Question

A wall has two layers A and B, each made of different materials. Both the layers have the same thickness. The thermal conductivity of the material of A is twice that of B. Under thermal equilibrium, the temperature difference across the wall is ${36^ \circ }C$. The temperature difference across the layer A is:
$\left( A \right){6^ \circ }C$
$\left( B \right){12^ \circ }C$
$\left( C \right){18^ \circ }C$
$\left( D \right){24^ \circ }C$

Answer 1

Hint: The ability of a given material to conduct or transfer heat is called thermal conductivity. Here the thickness and thermal conductivity of the two walls A and B is given. Heat flow will be constant since it is a steady state. Hence equate the heat flow on both the walls. Also find the temperature difference between the walls. Combine all the equations to obtain the temperature difference at layer A.

Formula used:
$Q = KA\dfrac{{dt}}{{dx}}$ where, $Q$ is the heat flow, $K$ is the thermal conductivity, $A$ is the area.

Complete step by step answer:
The ability of a given material to conduct or transfer heat is called thermal conductivity. It is denoted generally by the symbol $k$. Thermal resistivity is the reciprocal to thermal conductivity. Thermal conductivity can be expressed in terms of temperature, length, mass and time. Watt per meter kelvin is the unit of thermal conductivity of a material.
High value thermal conductivity materials are used in heat sinks and with low value of thermal conductivity are used in thermal insulators. Transferred heat is proportional to the negative of the temperature gradient and is proportional to the area through the heat flows.
Let us consider two walls of thickness $t$ each and thermal conductivity of $2k$ and $k$ respectively.
Temperature at wall A = ${T_1}$
Temperature at wall B = ${T_2}$
Temperature at the junction = $T$
Heat flow is constant since it is in steady state
$\dfrac{{2KA\vartriangle {T_1}}}{l} = \dfrac{{KA\vartriangle {T_2}}}{l}$
$ \Rightarrow \dfrac{{\vartriangle {T_1}}}{{\vartriangle {T_2}}} = \dfrac{1}{2}$
$ \Rightarrow \dfrac{{\vartriangle {T_1}}}{{36 - \vartriangle {T_2}}} = \dfrac{1}{2}$
$ \therefore \vartriangle {T_1} = {12^ \circ }C$

Hence the correct option is $\left( B \right)$.

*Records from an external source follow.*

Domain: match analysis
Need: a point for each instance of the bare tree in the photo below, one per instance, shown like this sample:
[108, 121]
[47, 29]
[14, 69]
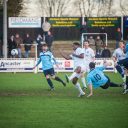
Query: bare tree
[53, 8]
[95, 7]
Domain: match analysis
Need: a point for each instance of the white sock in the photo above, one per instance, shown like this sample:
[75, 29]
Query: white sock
[79, 88]
[72, 76]
[124, 79]
[83, 82]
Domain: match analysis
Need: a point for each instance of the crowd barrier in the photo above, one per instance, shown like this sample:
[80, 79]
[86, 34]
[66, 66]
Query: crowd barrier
[26, 65]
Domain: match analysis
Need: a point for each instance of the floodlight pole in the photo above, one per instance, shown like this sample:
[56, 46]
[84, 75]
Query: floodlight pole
[5, 28]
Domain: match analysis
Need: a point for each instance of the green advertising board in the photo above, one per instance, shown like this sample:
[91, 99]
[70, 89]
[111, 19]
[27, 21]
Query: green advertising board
[103, 21]
[64, 21]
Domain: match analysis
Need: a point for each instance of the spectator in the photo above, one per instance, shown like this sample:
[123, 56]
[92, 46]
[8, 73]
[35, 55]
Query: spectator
[106, 53]
[102, 36]
[98, 44]
[39, 41]
[11, 45]
[91, 40]
[1, 47]
[118, 37]
[49, 40]
[27, 45]
[46, 27]
[18, 41]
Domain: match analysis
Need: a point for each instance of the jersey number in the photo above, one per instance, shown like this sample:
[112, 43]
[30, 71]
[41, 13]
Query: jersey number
[97, 77]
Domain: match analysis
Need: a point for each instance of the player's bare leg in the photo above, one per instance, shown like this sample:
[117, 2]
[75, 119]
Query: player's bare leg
[126, 82]
[83, 80]
[77, 85]
[49, 82]
[58, 79]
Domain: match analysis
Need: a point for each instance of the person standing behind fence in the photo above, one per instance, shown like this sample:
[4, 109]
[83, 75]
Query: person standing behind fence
[98, 44]
[11, 45]
[18, 41]
[27, 45]
[49, 40]
[118, 37]
[46, 27]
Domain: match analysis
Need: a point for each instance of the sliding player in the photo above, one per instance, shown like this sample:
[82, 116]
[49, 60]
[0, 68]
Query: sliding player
[119, 55]
[89, 55]
[46, 58]
[78, 57]
[96, 78]
[124, 63]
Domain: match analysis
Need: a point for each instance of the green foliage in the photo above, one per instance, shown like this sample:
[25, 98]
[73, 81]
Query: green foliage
[14, 7]
[25, 102]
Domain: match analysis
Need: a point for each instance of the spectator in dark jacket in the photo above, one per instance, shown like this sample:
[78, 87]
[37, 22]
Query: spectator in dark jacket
[27, 45]
[11, 45]
[118, 37]
[39, 41]
[106, 53]
[49, 40]
[1, 46]
[19, 42]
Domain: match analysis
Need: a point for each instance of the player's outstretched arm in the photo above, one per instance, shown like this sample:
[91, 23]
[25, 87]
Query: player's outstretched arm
[37, 63]
[90, 89]
[106, 64]
[78, 56]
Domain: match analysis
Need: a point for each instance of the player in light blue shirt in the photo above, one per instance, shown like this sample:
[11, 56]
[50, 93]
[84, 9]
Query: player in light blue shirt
[47, 59]
[96, 78]
[124, 63]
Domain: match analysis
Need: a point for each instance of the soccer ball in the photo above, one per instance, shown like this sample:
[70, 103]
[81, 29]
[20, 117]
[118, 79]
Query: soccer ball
[14, 52]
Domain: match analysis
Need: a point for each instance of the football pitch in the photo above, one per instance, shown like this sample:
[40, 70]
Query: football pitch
[26, 102]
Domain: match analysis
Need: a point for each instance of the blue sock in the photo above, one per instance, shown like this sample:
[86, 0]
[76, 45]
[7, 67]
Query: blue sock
[50, 83]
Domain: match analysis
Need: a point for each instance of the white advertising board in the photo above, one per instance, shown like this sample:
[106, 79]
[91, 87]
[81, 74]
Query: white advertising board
[26, 65]
[63, 66]
[24, 22]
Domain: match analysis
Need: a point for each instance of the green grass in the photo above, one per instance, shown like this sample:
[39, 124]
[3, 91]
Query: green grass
[25, 102]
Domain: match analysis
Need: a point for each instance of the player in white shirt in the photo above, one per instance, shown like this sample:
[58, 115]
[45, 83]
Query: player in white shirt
[89, 55]
[79, 68]
[119, 55]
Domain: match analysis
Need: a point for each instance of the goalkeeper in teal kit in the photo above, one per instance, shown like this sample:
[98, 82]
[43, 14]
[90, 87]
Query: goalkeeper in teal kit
[47, 59]
[96, 78]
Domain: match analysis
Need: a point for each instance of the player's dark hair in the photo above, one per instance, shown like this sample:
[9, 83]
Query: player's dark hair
[122, 41]
[86, 41]
[91, 65]
[76, 43]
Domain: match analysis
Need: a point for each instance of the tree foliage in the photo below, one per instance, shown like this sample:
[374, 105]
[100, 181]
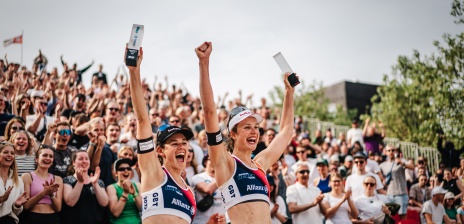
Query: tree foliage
[310, 102]
[425, 95]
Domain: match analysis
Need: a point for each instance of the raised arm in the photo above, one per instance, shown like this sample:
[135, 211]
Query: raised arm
[272, 153]
[149, 164]
[219, 156]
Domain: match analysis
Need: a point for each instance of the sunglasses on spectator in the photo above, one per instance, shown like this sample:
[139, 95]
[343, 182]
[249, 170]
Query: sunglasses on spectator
[124, 169]
[369, 184]
[15, 128]
[65, 132]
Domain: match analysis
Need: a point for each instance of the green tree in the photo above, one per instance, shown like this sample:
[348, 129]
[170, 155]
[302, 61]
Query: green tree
[425, 95]
[310, 102]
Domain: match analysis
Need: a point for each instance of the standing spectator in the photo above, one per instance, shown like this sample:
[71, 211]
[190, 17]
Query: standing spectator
[419, 193]
[205, 184]
[322, 182]
[452, 184]
[44, 190]
[354, 134]
[449, 154]
[125, 202]
[304, 199]
[277, 204]
[433, 210]
[12, 192]
[397, 190]
[24, 152]
[371, 138]
[337, 205]
[37, 124]
[355, 180]
[100, 75]
[84, 196]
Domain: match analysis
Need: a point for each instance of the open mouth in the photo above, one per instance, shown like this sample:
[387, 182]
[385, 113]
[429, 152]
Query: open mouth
[180, 157]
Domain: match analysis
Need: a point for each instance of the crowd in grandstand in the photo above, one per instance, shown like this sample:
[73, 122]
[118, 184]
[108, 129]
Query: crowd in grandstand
[115, 151]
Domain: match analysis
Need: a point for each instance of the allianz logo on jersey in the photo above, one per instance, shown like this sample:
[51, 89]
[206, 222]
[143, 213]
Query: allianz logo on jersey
[173, 188]
[252, 187]
[179, 203]
[246, 176]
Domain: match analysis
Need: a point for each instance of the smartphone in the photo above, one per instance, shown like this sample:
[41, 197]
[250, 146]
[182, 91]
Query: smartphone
[285, 67]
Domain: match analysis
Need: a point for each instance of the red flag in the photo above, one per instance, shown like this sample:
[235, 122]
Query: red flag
[14, 40]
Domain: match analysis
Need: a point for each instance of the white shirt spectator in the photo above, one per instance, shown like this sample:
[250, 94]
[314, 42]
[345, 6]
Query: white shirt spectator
[356, 181]
[299, 194]
[355, 134]
[437, 212]
[282, 209]
[217, 207]
[342, 215]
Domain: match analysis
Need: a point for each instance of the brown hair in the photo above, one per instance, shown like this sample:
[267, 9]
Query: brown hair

Note: Thermal conductivity is directly proportional to the area of cross-section and inversely proportional to the distance. Thermal conductivity can be expressed in terms of temperature, length, mass and time. Coefficient of thermal conductivity depends on the nature of the material. Here the temperature decreases with increase in length in the direction of heat transfer.